Managing Data from a Retiring Application

As I’ve noted elsewhere in this blog we are data governance experts masquerading as IT garbagemen. We have spent far too much time and money cleaning up data from legacy applications rather than investing that effort into delivering value.

Bottom line – failing to migrate all data subject to records retention to the successor application is bad data governance. It creates technical debt, cost money and requires time and effort to clean up.

With that said, as part of the planning for the retirement of the application a data governance plan should be created (if it doesn’t already exist). This will identify the data elements that are subject to records retention and will define how they are going to be retained. Options are basically:

Migrate all data to the successor application
Migrate some data to the successor application
Re-enter into the successor application
Start with a no transactional data in the successor application

One of These Things is not Like the Others …

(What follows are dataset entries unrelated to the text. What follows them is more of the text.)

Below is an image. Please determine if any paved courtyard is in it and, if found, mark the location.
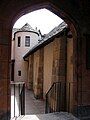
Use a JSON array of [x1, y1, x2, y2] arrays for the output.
[[16, 112, 79, 120], [11, 87, 79, 120], [25, 89, 45, 115], [11, 86, 45, 119]]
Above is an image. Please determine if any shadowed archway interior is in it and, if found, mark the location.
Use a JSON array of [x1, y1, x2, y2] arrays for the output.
[[0, 0, 90, 120]]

Or put another way – option 2 is poor data governance. Data migration procedures have been developed to migrate some of the data into the successor application, and typically the data that isn’t migrated is older transactions. The typical reasons for not migrating the entire data set are:

It would cost too much to migrate all of the data.
There isn’t enough time during the cutover window to move all of the data.
The storage of the old data in the new environment would cost too much.
There will be performance issues in the new application due to the volume of data

Let’s break down these scenarios.

Costs Too Much to Migrate All of the Data

The first scenario is all data elements are mapped and migrated to the new application to the new successor applications but some data elements are only partially migrated, normally limited by some time consideration. For example, only batch records less than three years old are migrated, or only hiring actions over the prior five years are brought to the successor application.

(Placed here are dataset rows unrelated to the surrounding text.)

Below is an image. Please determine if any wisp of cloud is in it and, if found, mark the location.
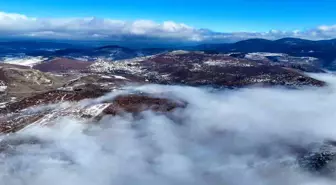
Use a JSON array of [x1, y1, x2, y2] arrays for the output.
[[1, 73, 336, 185]]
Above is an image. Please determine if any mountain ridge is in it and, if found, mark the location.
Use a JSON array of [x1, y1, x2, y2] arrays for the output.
[[194, 37, 336, 69]]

Normally this scenario doesn’t hold up under scrutiny. All of the necessary mappings have been completed and tested, and actually limiting the data being migrated adds to the complexity and requires additional testing.

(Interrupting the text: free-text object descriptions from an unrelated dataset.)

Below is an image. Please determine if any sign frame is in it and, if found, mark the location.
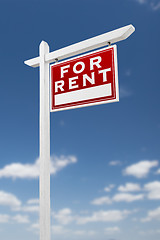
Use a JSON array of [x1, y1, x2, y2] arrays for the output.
[[50, 45, 119, 112]]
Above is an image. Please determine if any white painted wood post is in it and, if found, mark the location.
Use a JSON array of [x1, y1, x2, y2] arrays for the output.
[[39, 41, 50, 240]]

Limited Time to Migrate Data in Cutover Window

This can be a real challenge for applications that have large data sets and/or have very limited windows for down time (e.g. manufacturing applications). Creative thinking and planning can mitigate the impact, but it could be a valid reason for not migrating the data.

Cost of Data Storage in Successor Application

Data storage costs have dropped enormously over time, but applications being deployed to newer technologies (in memory, SaaS) can drive the unit cost back up for new applications. As such when the legacy application has large data volumes this can be a significant consideration.

SaaS applications can also not be designed for very large data sets so this could be prohibitive.

Performance of the Successor Application

In most cases the successor application is a more modern architecture than the legacy application, but there can still be concerns about performance if the legacy application has a huge data set. This can be particularly an issue if there is a huge data set moving to a SaaS solution that wasn’t designed for the amount of data.

Conclusion

Even if there are valid reasons why the entire data set cannot be migrated to the successor application the impact can still be lessened by good planning. If timing is the issue then perform the migration in two batches? If performance is a concern, is it really that impactful, or can it be accepted for a period? If SaaS storage cost is a concern, is it more expensive than the technical debt?

Regardless of the reason it leaving data in the legacy application is a failure of data govenance.